I'm inclined to keep it simple and go for a tray of peeled shrimp with a cocktail sauce made from fermented catsup (see page 104 in Nurturing Traditions). Note: I think she spells catsup incorrectly, but I could be the one incorrect on this.
I have some thinly sliced Wild Alaskan Salmon in my freezer. I hope to try this recipe in the future to make my own lox. I'm going to pull out a package of that and let it thaw. Then I'll take some of my yogurt cream cheese (ironically, the stuff left over from making whey) (page 87 in Nurturing Traditions), mix it with some capers, minced organic green onion and a little garlic and cumin, salt and paper. This mix will be smeared over the salmon. The salmon gets rolled up and then sliced into "wafers" or "pin wheels" and served with a little chopped parsley from my garden sprinkled over it. Red, green and white: I can't get more into the holiday spirit than that!
If I can get a good deal when I go to the fish market for the shrimp, I may also pick up a pint of fresh, local oysters and then swing by the store and get some Smithfield Bacon. Now, I do know that Smithfield is generally associated with the very evil people of big ag, and bacon with nitrates is not something I normally consume.

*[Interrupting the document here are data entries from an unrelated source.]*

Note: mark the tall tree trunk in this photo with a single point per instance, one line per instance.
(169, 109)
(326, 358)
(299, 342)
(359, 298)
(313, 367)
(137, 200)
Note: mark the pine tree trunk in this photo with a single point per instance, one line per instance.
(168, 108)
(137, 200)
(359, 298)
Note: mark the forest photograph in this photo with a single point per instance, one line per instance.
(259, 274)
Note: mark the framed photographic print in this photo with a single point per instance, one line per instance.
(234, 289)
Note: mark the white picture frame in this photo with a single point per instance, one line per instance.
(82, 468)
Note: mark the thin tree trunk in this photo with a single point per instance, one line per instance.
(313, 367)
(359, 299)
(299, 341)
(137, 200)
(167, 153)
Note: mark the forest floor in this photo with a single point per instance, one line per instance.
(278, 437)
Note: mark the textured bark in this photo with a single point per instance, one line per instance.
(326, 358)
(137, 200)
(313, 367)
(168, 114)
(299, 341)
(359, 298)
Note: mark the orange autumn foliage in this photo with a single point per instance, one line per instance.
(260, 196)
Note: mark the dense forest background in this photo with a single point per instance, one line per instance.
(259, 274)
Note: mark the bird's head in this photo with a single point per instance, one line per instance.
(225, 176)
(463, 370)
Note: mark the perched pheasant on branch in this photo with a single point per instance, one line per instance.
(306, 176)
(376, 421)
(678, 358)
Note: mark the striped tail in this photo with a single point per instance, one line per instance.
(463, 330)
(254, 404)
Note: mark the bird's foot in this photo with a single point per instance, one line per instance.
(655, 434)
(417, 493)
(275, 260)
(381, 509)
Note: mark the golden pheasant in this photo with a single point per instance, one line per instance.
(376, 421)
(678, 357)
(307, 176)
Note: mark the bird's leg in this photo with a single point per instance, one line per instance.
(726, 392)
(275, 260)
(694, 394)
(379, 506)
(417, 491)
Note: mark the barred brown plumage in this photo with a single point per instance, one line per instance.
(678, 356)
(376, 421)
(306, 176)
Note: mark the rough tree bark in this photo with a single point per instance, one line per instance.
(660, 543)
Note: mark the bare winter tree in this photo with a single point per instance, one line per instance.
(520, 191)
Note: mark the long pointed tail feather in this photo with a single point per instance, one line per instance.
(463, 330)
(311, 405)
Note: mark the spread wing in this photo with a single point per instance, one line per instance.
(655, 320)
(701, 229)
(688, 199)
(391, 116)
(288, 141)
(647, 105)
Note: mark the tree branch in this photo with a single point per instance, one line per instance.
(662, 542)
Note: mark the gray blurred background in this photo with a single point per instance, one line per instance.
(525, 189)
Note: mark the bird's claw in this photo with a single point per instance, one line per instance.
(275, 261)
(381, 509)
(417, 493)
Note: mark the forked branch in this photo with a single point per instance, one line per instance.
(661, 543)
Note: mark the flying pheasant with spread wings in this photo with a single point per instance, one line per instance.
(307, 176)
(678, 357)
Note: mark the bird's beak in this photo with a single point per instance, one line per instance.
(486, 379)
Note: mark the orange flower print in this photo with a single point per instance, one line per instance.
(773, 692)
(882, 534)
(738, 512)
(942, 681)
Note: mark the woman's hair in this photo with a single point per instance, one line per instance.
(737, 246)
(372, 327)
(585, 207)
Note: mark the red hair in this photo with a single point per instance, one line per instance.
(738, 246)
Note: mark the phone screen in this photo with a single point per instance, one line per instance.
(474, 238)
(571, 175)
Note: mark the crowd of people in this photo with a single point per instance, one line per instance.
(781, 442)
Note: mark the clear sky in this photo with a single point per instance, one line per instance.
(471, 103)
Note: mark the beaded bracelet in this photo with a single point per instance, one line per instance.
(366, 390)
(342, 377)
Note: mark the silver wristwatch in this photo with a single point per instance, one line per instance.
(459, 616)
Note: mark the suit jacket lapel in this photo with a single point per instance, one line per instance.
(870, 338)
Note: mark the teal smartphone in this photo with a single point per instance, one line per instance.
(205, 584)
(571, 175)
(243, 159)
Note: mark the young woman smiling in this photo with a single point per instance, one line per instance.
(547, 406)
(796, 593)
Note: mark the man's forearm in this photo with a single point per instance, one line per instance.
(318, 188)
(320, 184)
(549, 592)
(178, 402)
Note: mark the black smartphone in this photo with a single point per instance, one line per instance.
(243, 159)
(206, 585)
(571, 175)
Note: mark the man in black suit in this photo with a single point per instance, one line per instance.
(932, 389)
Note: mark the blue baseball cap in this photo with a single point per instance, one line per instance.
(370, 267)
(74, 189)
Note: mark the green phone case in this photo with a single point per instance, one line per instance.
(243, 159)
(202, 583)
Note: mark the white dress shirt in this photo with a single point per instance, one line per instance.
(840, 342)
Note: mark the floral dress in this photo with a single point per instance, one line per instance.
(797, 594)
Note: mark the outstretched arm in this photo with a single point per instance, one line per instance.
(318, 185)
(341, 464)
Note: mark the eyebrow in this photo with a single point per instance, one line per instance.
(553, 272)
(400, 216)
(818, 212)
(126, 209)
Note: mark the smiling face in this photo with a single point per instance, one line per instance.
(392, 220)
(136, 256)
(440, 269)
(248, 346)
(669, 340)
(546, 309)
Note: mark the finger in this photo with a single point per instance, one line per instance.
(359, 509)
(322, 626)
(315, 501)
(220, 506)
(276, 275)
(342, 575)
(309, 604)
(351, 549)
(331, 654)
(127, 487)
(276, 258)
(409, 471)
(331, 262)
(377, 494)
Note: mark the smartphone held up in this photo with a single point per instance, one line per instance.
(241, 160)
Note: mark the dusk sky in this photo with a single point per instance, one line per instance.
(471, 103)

But bacon wrapped oysters baked and sprinkled with a tiny bit of Old Bay, is just a stunningly decadent treat once a year.
It's kind of like Christmas cookies. I'm still trying to get my brain wrapped about how I will handle that dietary disaster. The Chocolate Cherry Truffles I shared here, are one idea. And I like the Sugar Plum recipe I snagged from Nourished Kitchen. I'm pretty sure I can adapt Snickerdoodles to a sprouted wheat and real butter and use organic sugars. But what is the NT answer to the white flour, white sugar, rolled and cookie cutter with colored icing? I mean, these things are memory makers for our family and my boys still talk about decorating cookies with me every year. I want a couple of cookies that I will be able to make with my future grand children that will hold the same magic for them.